Reference: Lynn Webster, MD, “Oregon Chronic Pain Task Force Revised Proposal Regarding Opioids December 8, 2018, http://www.lynnwebstermd.com/letter-to-governor-kate-brown/
Social media are replete with patient reports of worsened pain, loss of employment due to disability, medical collapse and some patient suicides when pain becomes too horrid to bear. In multiple STAT News commentary threads for articles describing the crackdown on opioid prescribing, we see the reports of hundreds of patients unilaterally tapered over their own objections, discharged and deserted by their doctors, and unable to get referral for treatment by any other practitioner. Responsibility for this atrocity must be laid squarely at the door of the CDC and the AHRQ report of 2013. In the opinion of the author, mandated tapering of patients who are otherwise stable and benefiting from opioid therapy is never medically justified, and may reasonably be considered patient abuse and desertion.
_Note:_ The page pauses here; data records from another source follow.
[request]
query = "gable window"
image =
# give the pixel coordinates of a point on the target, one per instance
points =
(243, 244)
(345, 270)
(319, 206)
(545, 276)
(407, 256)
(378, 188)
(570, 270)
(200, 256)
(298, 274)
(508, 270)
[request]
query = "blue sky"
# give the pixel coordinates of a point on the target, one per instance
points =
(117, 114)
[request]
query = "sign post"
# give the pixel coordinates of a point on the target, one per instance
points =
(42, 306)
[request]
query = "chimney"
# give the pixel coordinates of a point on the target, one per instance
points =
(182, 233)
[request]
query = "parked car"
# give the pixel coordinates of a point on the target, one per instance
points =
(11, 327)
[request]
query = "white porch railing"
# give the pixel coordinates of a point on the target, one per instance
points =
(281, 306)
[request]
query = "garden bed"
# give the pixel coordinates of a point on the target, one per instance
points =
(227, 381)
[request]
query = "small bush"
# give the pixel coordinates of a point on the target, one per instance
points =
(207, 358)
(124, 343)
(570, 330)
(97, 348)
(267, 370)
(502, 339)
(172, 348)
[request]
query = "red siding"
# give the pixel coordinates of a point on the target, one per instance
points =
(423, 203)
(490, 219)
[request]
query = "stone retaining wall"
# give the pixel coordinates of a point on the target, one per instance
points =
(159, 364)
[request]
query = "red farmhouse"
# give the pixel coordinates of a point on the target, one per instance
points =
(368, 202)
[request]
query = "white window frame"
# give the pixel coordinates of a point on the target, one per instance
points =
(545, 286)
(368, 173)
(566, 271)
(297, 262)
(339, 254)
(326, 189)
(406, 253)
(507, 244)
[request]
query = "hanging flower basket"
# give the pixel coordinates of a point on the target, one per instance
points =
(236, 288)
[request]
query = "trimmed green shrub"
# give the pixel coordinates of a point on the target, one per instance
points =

This unscientific and insupportable bureaucratic madness must STOP!
As a footnote to AHRQ senior management: be aware that the comments of this paper will be shared with an open collaborative network of over 400 medical professionals, healthcare editors and authors, knowledgeable patients and caregivers. It will also be published to social media platforms that generate over 200,000 impressions per day, and distributed to healthcare legislative assistants and policy analysts throughout the US Congress.